Krähte nicht, denkt er, soeben ein Hahn? Hähne krähen im Schlaf. Aber ach, wie konnte er es nun wieder aufsteigen lassen fontänenhaft! Frühmorgens in der Kindheit, das Krähen der Hähne, heiser, krächzend, und hell schmetternd, ferne und nah. Sonntag war anders als die andern Tage, obgleich doch an keinem Schule war in den Ferien. Die Straße unter den Fenstern, die Felder daran, das Dorf in der Frühsonne, alles sah gleich anders aus, feierlicher wohl und viel stiller. Man hatte einen schneeweißen Anzug an und ein weißes Kleid mit zwei Hände breiter blauseidener Schärpe. Du lieber Gott, wie hoch war damals eine Roggenwand! Wir verschwanden uns, wenn wir vorsichtig kaum hineintauchten, um eine Kornblume herauszuholen oder eine violettrote Rade, die ich liebte, weil sie so geometrisch waren: vier lange grüne Blattspitzen genau in den Einbuchtungen der kleinen Kelchblätter. Der Sandweg in der Sonne wie hell! Unsre Schatten, ganz dick und kurz und mit ungeheuren Kreisen von Hüten, schoben sich voraus, ach jedes Staubkorn wie hell, die Steine im Staub, jeden einzelnen könnt ich beschreiben, denn ich liebe ihn, Brocken von rotem Klinker, halb vom Sand verschüttet, und die Krusten der Wagenspuren, und scharfe Chausseesteine, mit denen man gut schmeißen konnte, und runde, geschliffene von der See, und dann die großen, weiß übertünchten Steinbrocken am Wegrand, -- ach, nur Steine, und was hatten sie Leben damals und Bedeutung! An diesen weißen kletterte aus der Grasnarbe die vielköpfige kleine Schlange der Winde mit schönen, sehr weißen Kelchhäuptern; rote Kleepflanzen wuchsen da, es waren kleine grüne Oasen von niedrigem Dreiblätterklee, und wir suchten bei jeder ein Weilchen nach einem Vierblatt. Immer schien die Sonne, nur damals schien die Sonne, ein einziger Vormittag war so lang wie ein Sommer von heut, und dann hörten wir die Lerchen.
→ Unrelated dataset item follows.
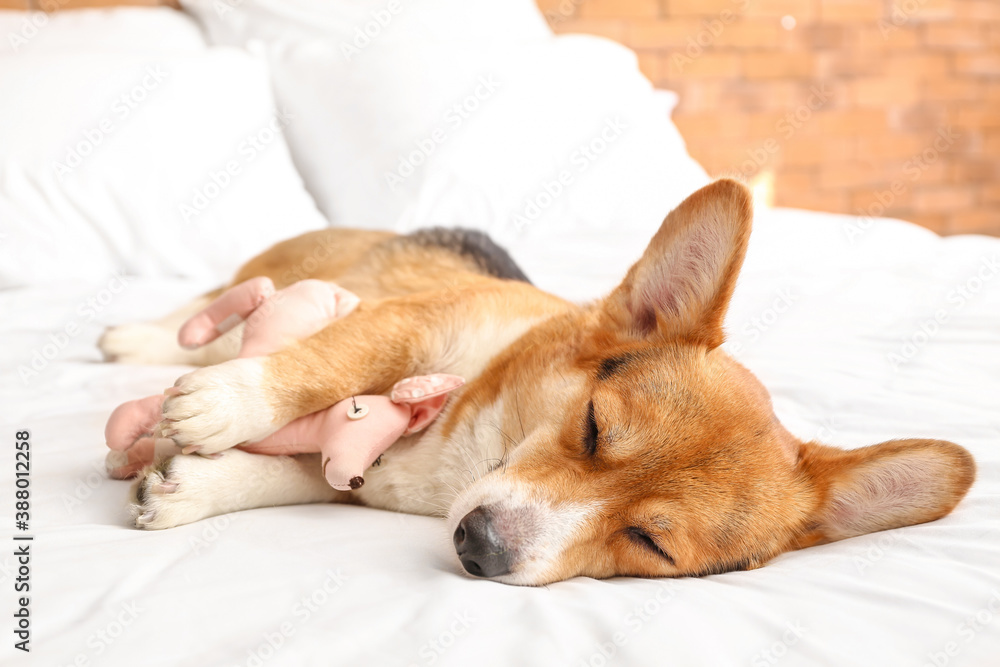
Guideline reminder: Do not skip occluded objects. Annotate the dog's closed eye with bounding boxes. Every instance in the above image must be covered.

Oh die Stille nun, diese Stille überm singenden Korn, und in der Stille überall, unaufhörlich, immer wieder anschrillend, ganz hoch oben das Lerchengetriller, immer mit neuem Anlauf: ziziziziziziiih! ziziziziziziiih! -- Und insgeheim glaubten wir doch immer, daß die Lerchen im Korn säßen, wir sahn uns die Augen blind im flimmernden Blau, aber niemals haben wir eine Lerche gesehn. -- Dann kam --
T., denke ich mir, findet sich jetzt am Gatter, das, hell im nächtlichen Licht, als habe es ihn lange erwartet, ihn unsichtbar ansieht aus dem grauen Holz seiner Stangen. Er lehnt sich darauf, sieht oben am Himmel die dünne Mondsichel im Fahren leicht durch das fließende weiße Gewölk schneiden, sieht die dunklen und doch erhellten Wiesen und die schwarzen Linien der sich kreuzenden Hecken, aber -- -- aus dem schwindenden Dunkel dieses Grundes flattert ein Kohlweißling taumlig den glühend heißen Sandweg hinunter, hin und her über die Wagenfurchen, den Hügel hinauf, -- er hört Annas schreiendes Lachen und sein eignes, atemlos hinlallend, wie er später Jungens hat lachend rennen sehn, im Laufen zusammentaumelnd, lachend nur Lachens wegen, laufend nur um zu laufen, -- und dann liegt man da, der weiße Anzug sieht bejammernswürdig aus in einer braunen Staubschicht, aber -- T. schreckt auf, da wiederum, jetzt gerade über ihm gellend und überlaut das Gelächter schallt, mauzt und weint. Er öffnet das Gatter und geht hastig den getretenen Pfad über die Wiese zum Knicktor; das senkrechte Brett über den Stufen sieht ihn wie das Gatter aus dem Dunkel mit seltsamem Glanz verhaltenen Lebens an, in sich geduckt wie ein ertapptes kleines Tier, das aber keinen Angriff befürchtet, denn es ist umgänglichen Charakters. Telemach aber bleibt stehn und heftet ihm eine Erinnerung an. Hier leuchtete Annas Haar über der Dämmerung, und sie sagte: Ach, es ist himmlisch! -- Das Kind, das so sprach, habe ich niemals wieder gesehn ...
Beim Ersteigen des Deiches fällt er hintenüber, muß sich nach vorn werfen und erreicht auf Händen und Füßen im nassen Grase die Höhe, wo er sich zu tiefem Erstaunen über einem totenstillen weißen Felde befindet, -- Nebel, weißem, lautlosem, regungslosem Nebel, der die ganze See bedeckt. Nur tief unten, am Fuß der Deichmauer, sind die schwarzen Pfahlköpfe der Buhne zehn Schritte weit sichtbar, dann ist nichts mehr als Nebel.
Oben am Himmel segelt die bläuliche Mondsichel durch weißes Gewölk. Die Tiefe aber zieht T. besonders an, er setzt sich und klettert mit Absätzen, Händen und Gesäß die schräge Mauer hinunter, springt auf festen Ebbeschlamm, zaudert und schreitet in den Nebel hinein.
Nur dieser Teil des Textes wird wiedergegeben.